NC church ministers to community by purchasing apartments

There’s a saying that if you want to hear God laugh, tell Him your plans.

The folks at Oakmont Baptist Church, Greenville, North Carolina, have experienced that principle firsthand.

It all started when the congregation purchased a 112-unit apartment complex next door. Being hemmed in on their own seven-acre parcel, Oakmont Baptist’s leaders considered possible demolition, Pastor Greg Rogers said.

“We went into this thinking we are landlocked and here is an opportunity to get out of that,” Rogers said. “I’m sure God laughed at us several times.”

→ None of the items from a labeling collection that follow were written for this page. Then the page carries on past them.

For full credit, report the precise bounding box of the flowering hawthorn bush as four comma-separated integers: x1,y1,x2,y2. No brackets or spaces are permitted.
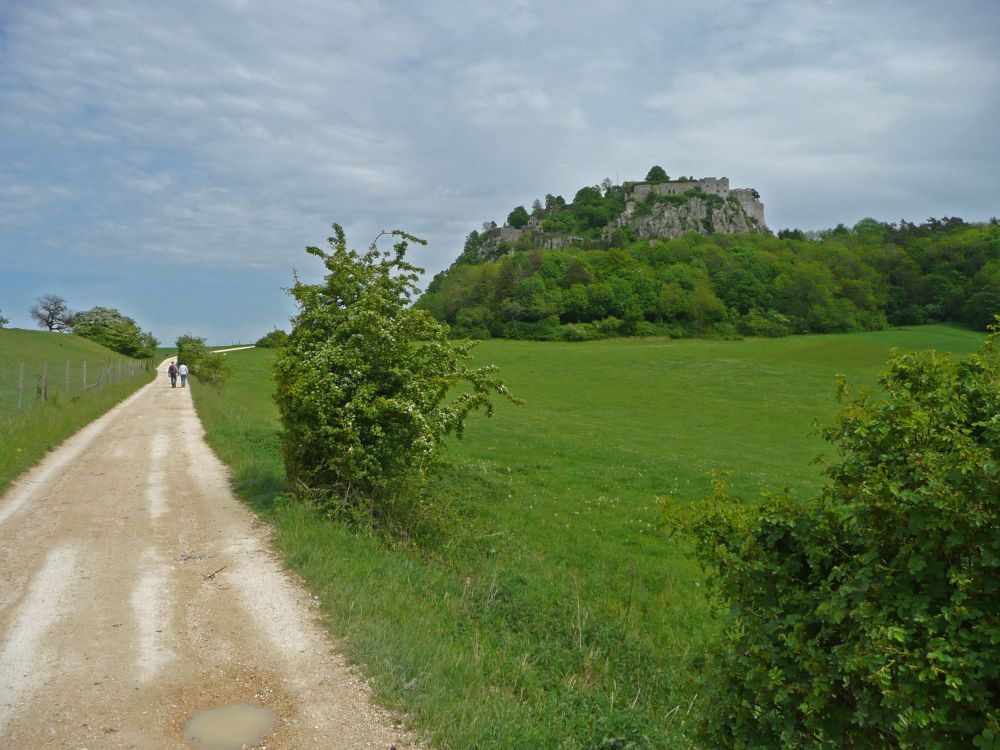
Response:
673,327,1000,750
275,224,509,518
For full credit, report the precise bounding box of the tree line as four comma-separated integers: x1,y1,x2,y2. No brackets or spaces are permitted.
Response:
0,294,160,359
417,217,1000,340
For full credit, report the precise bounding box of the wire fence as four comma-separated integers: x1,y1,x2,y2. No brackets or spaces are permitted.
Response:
0,359,155,424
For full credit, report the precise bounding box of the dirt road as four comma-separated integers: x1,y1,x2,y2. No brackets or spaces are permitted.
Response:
0,362,411,750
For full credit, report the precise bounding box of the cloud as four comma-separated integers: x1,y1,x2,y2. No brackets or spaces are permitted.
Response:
0,0,1000,344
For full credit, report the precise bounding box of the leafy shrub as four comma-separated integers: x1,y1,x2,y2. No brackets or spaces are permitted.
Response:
71,307,160,359
255,328,288,349
673,328,1000,748
275,224,520,524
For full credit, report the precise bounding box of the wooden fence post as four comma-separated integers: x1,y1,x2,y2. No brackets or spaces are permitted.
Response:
17,362,24,414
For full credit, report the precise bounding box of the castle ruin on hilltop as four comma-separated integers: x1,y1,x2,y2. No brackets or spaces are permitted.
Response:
476,177,770,257
624,177,766,226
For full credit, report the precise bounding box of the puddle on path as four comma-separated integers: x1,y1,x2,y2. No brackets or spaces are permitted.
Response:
184,703,275,750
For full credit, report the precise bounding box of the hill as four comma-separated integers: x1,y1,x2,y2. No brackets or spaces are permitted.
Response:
417,206,1000,340
195,326,983,750
0,328,154,492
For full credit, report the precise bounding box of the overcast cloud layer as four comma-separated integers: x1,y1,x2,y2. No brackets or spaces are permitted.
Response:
0,0,1000,343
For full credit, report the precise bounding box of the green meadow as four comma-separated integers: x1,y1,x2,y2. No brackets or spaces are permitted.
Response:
193,325,983,750
0,328,154,492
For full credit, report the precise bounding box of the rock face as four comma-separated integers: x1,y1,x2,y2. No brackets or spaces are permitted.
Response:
604,196,770,240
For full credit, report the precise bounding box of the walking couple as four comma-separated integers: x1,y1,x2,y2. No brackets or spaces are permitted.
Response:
167,362,187,388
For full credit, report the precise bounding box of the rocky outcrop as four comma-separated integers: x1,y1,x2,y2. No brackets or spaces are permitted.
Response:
604,195,770,240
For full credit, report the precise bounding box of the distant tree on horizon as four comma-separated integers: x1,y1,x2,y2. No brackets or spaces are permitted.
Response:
29,294,73,331
646,164,670,182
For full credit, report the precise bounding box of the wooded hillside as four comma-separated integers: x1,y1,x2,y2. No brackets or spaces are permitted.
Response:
417,218,1000,340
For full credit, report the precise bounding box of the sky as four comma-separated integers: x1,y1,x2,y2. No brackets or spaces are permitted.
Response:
0,0,1000,344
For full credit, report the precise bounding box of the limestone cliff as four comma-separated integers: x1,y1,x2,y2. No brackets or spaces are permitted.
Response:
604,194,769,239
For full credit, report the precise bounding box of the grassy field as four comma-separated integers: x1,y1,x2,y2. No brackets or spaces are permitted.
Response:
188,326,983,749
0,329,153,492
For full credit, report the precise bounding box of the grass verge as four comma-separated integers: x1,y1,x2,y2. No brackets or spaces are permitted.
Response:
194,326,982,750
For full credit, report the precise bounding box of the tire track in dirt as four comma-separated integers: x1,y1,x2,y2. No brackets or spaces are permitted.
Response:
0,362,415,750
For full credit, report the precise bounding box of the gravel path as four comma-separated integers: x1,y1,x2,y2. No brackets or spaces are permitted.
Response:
0,366,414,750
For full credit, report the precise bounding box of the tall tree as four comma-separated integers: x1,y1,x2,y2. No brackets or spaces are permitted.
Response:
507,206,530,229
30,294,73,331
646,164,670,182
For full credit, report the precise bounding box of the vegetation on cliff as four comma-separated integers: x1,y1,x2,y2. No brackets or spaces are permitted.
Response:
417,214,1000,340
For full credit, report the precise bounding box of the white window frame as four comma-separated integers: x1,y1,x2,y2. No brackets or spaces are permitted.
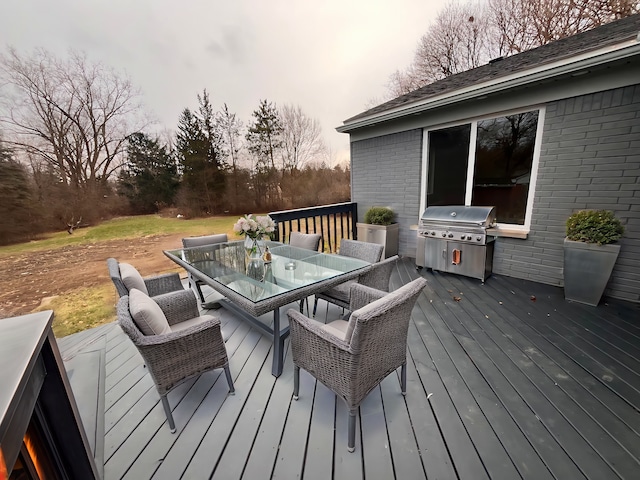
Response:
420,105,546,236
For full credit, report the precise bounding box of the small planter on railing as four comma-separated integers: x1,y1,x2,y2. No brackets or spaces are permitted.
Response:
356,207,400,258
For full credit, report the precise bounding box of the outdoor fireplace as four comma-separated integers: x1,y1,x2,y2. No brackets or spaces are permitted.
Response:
0,311,99,480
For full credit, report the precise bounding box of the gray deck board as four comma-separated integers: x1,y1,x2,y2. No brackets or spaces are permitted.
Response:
58,259,640,480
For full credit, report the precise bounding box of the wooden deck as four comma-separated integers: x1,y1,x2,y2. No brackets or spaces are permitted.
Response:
59,259,640,480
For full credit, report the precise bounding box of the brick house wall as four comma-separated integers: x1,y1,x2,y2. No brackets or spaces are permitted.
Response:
351,85,640,302
493,85,640,302
351,129,422,257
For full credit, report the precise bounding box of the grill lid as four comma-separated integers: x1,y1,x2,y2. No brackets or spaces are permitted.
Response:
421,205,496,228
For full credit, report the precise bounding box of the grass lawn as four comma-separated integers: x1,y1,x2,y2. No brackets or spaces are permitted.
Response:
0,215,240,337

Evidence of that laughter has come through the years since the 2007 purchase. In that time the congregation has become increasingly aware of a calling to do much more with the 10-acre complex than they could have ever imagined, Rogers said.

“The purchase galvanized the creation of the Oakmont Community Center and out of that a multiplicity of ministries,” he said.

Congregational coach

Rogers said in its work with congregational coach Eddie Hammett, Oakmont Baptist initially discerned an affordable housing ministry for the working poor, ministry to college students and senior adult ministries.

But from that members of Oakmont Baptist have learned how to contextualize their ministries and they have relied on both lay and clergy leadership, Hammett said.

“They model how to partner with the community, with the different groups, the university and the medical people,” he said.

So it’s no wonder that multiple ministry forms have sprung from Oakmont Baptist’s apartment complex purchase.

Hammett said a lot of churches think it’s just big churches with deep pockets that can do these things. They are wrong.

“Any church of any demographic can do it,” he said. “They just have to be open and ready.”

Rogers said later the church began sensing that something even bigger was afoot, something that opened the way for more ambitious outreach.

“Our eyes have been opened to the needs of the neighborhood,” he said.

Ministry in surrounding areas

That awareness came initially from the affordable housing project. That project introduced the church to the children and families who live in the apartments and surrounding area.

From those relationships the needs for other ministries were discerned. Those include:

  • An outreach to unsheltered homeless people providing them showers, haircuts, health screenings, a meal and Bible study.
  • A medical clinic that operates two days a month. Health care services are provided to the uninsured and under-insured. It also includes medications available at cost plus $1.
  • English as a Second Language courses.
  • An outreach to women struggling educationally and vocationally.

These ministries resulted from lay and clergy leaders working in teams instead of through committees to make decisions and take action when needs were seen, Rogers said.

“What shifted is we are more incarnational now,” he said. “It’s moved beyond missional to incarnational, to being the hands and feet” of Christ.

And it’s a willingness to form relationships with the working poor, the homeless and the sick and suffering, he said.